Report seeks to quantify the difference between the two curricula. “In Vietnam, 86% of eight-year-old children answered grade-specific test items correctly. Similarly, 90% of children aged eight in India did so. However, when 14 to 15-year olds were asked a two-stage word problem involving multiplication and addition, 71% of children in Vietnam answered correctly, while in India the percentage was 33%.”
“Post-2015 goals need to include a commitment to make sure the most disadvantaged groups achieve benchmarks set for goals. Failure to do so could mean that measurement of progress continues to mask the fact that the advantaged benefit the most,” the report added.
The report said that the ‘global learning crisis’ is costing governments $129 billion a year. Ten countries account for 557 million, or 72 per cent, of the global population of illiterate adults.
Ten per cent of global spending on primary education is being lost on poor quality education that is failing to ensure that children learn. This situation leaves one in four young people in poor countries unable to read a single sentence.
The latest annual status of education report (ASER) of India also highlights the sorry state of learning outcomes.
The report states that in the wealthier states of Maharashtra and Tamil Nadu, it was in 2012 that maximum number of rural children were promoted to grade 5; however, only 44 per cent of these children in Maharashtra and 53 per cent in Tamil Nadu could perform a two-digit subtraction.
Educationist and co-founder of Pratham, Farida Lambe agrees, “No doubt that our syllabi are subject-oriented instead of being children-oriented.
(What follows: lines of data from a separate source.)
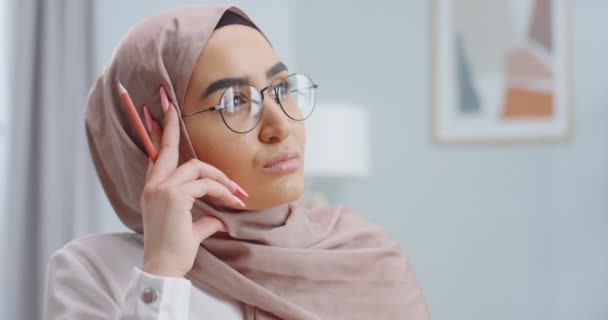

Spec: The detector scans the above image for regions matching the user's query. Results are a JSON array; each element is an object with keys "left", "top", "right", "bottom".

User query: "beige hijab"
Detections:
[{"left": 84, "top": 4, "right": 430, "bottom": 319}]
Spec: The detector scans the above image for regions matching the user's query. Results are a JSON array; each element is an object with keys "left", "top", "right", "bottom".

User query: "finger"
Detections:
[
  {"left": 155, "top": 101, "right": 180, "bottom": 170},
  {"left": 149, "top": 117, "right": 162, "bottom": 152},
  {"left": 164, "top": 159, "right": 238, "bottom": 194},
  {"left": 180, "top": 178, "right": 245, "bottom": 208},
  {"left": 192, "top": 216, "right": 227, "bottom": 243},
  {"left": 146, "top": 117, "right": 163, "bottom": 181},
  {"left": 147, "top": 88, "right": 180, "bottom": 183}
]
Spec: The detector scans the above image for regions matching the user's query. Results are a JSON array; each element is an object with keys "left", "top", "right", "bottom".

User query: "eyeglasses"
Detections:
[{"left": 181, "top": 73, "right": 318, "bottom": 133}]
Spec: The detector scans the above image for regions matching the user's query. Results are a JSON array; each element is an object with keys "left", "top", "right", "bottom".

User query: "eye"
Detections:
[
  {"left": 276, "top": 79, "right": 293, "bottom": 95},
  {"left": 222, "top": 91, "right": 251, "bottom": 114},
  {"left": 233, "top": 94, "right": 249, "bottom": 106}
]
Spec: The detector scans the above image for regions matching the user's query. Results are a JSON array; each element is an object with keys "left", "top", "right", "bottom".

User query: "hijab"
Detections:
[{"left": 84, "top": 4, "right": 431, "bottom": 319}]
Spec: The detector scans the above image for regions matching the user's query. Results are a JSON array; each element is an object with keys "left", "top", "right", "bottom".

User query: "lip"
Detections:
[{"left": 263, "top": 150, "right": 301, "bottom": 173}]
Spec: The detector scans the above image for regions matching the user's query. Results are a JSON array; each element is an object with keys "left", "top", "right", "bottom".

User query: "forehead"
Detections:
[{"left": 194, "top": 25, "right": 278, "bottom": 80}]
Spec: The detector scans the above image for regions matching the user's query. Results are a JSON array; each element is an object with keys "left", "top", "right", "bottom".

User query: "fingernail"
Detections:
[
  {"left": 231, "top": 181, "right": 249, "bottom": 198},
  {"left": 160, "top": 86, "right": 169, "bottom": 112},
  {"left": 233, "top": 196, "right": 246, "bottom": 208},
  {"left": 142, "top": 105, "right": 153, "bottom": 133}
]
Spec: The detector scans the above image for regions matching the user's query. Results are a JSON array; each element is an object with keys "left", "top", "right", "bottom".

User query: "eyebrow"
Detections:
[
  {"left": 266, "top": 62, "right": 288, "bottom": 78},
  {"left": 202, "top": 62, "right": 289, "bottom": 98}
]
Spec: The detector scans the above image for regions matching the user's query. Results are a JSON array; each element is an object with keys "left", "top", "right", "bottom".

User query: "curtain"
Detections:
[{"left": 4, "top": 1, "right": 100, "bottom": 319}]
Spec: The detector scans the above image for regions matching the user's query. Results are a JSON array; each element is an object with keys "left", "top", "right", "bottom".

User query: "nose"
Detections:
[{"left": 258, "top": 94, "right": 290, "bottom": 144}]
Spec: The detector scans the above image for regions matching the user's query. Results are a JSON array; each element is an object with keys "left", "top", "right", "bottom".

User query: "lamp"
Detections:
[{"left": 300, "top": 101, "right": 371, "bottom": 207}]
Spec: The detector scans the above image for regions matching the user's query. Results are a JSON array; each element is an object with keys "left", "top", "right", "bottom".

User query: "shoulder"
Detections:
[
  {"left": 48, "top": 232, "right": 144, "bottom": 289},
  {"left": 51, "top": 232, "right": 143, "bottom": 264},
  {"left": 61, "top": 231, "right": 143, "bottom": 251}
]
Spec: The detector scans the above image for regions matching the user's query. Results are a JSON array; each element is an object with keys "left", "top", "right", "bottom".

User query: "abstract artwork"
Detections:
[{"left": 432, "top": 0, "right": 574, "bottom": 144}]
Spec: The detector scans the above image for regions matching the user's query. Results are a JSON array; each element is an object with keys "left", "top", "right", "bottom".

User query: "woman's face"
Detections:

This becomes ineffective since children have different abilities. Besides, our curriculum doesn’t help in developing analytical skills and independent learning.”
Report also emphasises on bilingual education at the primary level.
“Learning in mother tongue increases the learning outcome. This issue is being debated in India since decades with education activists and psychologists voicing their support for mother tongue education; but no proper policy has been chalked out yet though law makers and political leaders have been casually referring to it. On mother tongue issue, opinion is divided. Tawde supports primary education in mother tongue. In fact, he insists that history, geography and social sciences must be taught in the mother tongue only,” says a principal of a government school in Mumbai. “However, there is a difficulty in teaching in mother tongue in a cosmopolis like Mumbai, where 70 percent are non-Marathi speakers.”
Admitting that early education in mother tongue helps, Lambe too doubts the effectiveness of the mother tongue formula in a country like India where dialects change every 100 km. “Children of Nandurbar are not able to comprehend the kind of Marathi our textbooks have. Same is true for other languages,” she says.